Anggun : La culture est une économie. Il y a les créateurs et les producteurs qui les financent, distribuent et « marketent » leurs œuvres. Dans une économie mondialisée et digitalisée, une œuvre indonésienne a la capacité de rencontrer une audience française, et une œuvre française a la capacité de rencontrer un public indonésien. J’ai bien réussi à séduire le public français à titre personnel… Tout ce qui permet aux acteurs économiques de la culture de favoriser l’émergence de productions françaises en Indonésie et indonésiennes en France est à saluer. J’espère que cette visite va permettre aux deux pays de considérer leur attractivité culturelle respective sous un nouveau jour.

Travaillez-vous actuellement sur des projets impliquant les deux pays ? Envisagez-vous de lancer une initiative à l’occasion de ce rapprochement franco-indonésien ?

Anggun : J’ai participé il y a quelques années avec l’Ambassade d’Indonésie à Paris à la promotion de jeunes artisans indonésiens de la mode à trouver une ouverture pour leurs créations. Leurs collections étaient présentées et vendues au BHV à Paris et cela avait rencontré un vif succès. J’adorerais renouveler l’expérience dans l’autre sens : aider de jeunes créateurs français dans la mode à trouver des opportunités d’exposition et de distribution en Indonésie.

Si vous pouviez faire une seule proposition concrète à Emmanuel Macron et PrabowoSubianto pour renforcer les liens culturels entre la France et l’Indonésie, quelle serait-elle ?

Anggun : Je ne sais pas si j’ai l’autorité de proposer quoi que ce soit, mais ça serait formidable de proposer une année culturelle conjointe entre les deux pays. La France et l’Indonésie pourraient organiser expositions, spectacles, ou débats autour d’une programmation riche et engagée qui mettrait en lumière la vitalité de la création contemporaine française en Indonésie et indonésienne en France.
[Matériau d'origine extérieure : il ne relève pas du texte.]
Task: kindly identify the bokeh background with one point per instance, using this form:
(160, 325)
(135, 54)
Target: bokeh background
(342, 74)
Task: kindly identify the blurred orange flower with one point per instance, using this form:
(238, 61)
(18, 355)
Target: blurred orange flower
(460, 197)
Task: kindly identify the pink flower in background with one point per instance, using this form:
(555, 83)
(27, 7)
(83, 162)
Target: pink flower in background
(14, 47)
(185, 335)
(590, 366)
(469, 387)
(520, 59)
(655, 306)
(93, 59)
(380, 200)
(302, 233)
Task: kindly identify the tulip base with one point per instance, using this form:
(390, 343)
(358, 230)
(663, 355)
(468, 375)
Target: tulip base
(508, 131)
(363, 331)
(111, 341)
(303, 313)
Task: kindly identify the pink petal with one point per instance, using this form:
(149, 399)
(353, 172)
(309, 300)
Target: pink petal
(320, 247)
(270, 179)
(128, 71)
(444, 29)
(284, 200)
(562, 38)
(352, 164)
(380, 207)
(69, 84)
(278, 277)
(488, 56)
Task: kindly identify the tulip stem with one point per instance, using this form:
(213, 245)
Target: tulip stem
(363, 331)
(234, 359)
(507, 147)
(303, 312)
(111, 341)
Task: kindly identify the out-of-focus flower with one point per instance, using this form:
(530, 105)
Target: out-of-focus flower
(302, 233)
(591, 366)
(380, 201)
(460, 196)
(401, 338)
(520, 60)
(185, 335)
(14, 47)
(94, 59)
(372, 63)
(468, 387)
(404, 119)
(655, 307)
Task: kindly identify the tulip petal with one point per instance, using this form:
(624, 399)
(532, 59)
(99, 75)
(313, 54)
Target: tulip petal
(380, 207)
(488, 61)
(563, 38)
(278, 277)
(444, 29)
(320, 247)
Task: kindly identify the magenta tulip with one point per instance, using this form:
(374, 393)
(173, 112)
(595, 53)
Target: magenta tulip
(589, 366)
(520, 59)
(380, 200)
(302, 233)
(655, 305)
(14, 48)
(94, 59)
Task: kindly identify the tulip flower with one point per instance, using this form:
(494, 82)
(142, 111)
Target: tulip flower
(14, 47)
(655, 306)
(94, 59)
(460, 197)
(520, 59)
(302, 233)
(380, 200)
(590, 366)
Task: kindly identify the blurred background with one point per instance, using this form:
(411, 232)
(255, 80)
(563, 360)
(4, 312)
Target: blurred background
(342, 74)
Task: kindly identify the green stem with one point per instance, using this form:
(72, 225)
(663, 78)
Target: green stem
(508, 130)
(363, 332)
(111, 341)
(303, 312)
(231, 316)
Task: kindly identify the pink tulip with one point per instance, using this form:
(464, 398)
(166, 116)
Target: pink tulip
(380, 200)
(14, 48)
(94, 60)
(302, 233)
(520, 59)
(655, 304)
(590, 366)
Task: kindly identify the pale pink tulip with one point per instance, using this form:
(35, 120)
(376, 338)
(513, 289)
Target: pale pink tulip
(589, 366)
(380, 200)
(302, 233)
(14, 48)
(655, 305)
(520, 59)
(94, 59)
Allez, chiche, une année conjointe franco-indonésienne pour 2027 !

Quel message aimeriez-vous transmettre aux lecteurs français et indonésiens (cible : leaders d’opinion politiques et économiques), à ce moment-clé de l’histoire entre les deux nations ?

Anggun : L’Indonésie est un pays d’opportunités. C’est un pays complexe, traversé par de nombreuses contradictions comme dans toutes les sociétés du monde. Mais s’il y a quelque chose que je trouve formidable en Indonésie, et qui manque parfois cruellement à la France, c’est l’enthousiasme. Les Indonésiens sont très enthousiastes. Il y a une énergie communicative qui traverse la société. Les idées sont très vite mises en place. Les projets fleurissent rapidement. La France quant à elle a une culture de l’ingénierie et de la planification. Alliez les deux et vous ne pouvez que créer du bon !

Et si vous deviez chanter un seul titre pour résumer ce lien culturel unique… lequel choisiriez-vous ?

Anggun : La chanson « Une île » de Serge Lama est une merveille de poésie. C’est pour moi l’essence même de la touche française : des textes sublimes et ciselés, qui de surcroît ne sont pas élitistes mais populaires au sens noble du terme. La langue française c’est la langue des nuances et des métaphores. C’est une langue tellement poétique et belle. Je suis une vraie amoureuse de la langue française. « Une île, entre le ciel et l’eau… Ce serait là, face à la mer immense, là, sans espoir d’espérance. Tout seul face à ma destinée, plus seul qu’au cœur d’une forêt. Ce serait là, dans ma propre défaite, tout seul sans espoir de conquête, que je saurai enfin pourquoi, je t’ai quittée, moi qui n’aime que toi… Une île ». C’est ma vie : celle de l’éloignement, de l’absence, loin de mon île natale, Java. Ces paroles si françaises résonnent en moi comme le fil rouge de ma vie.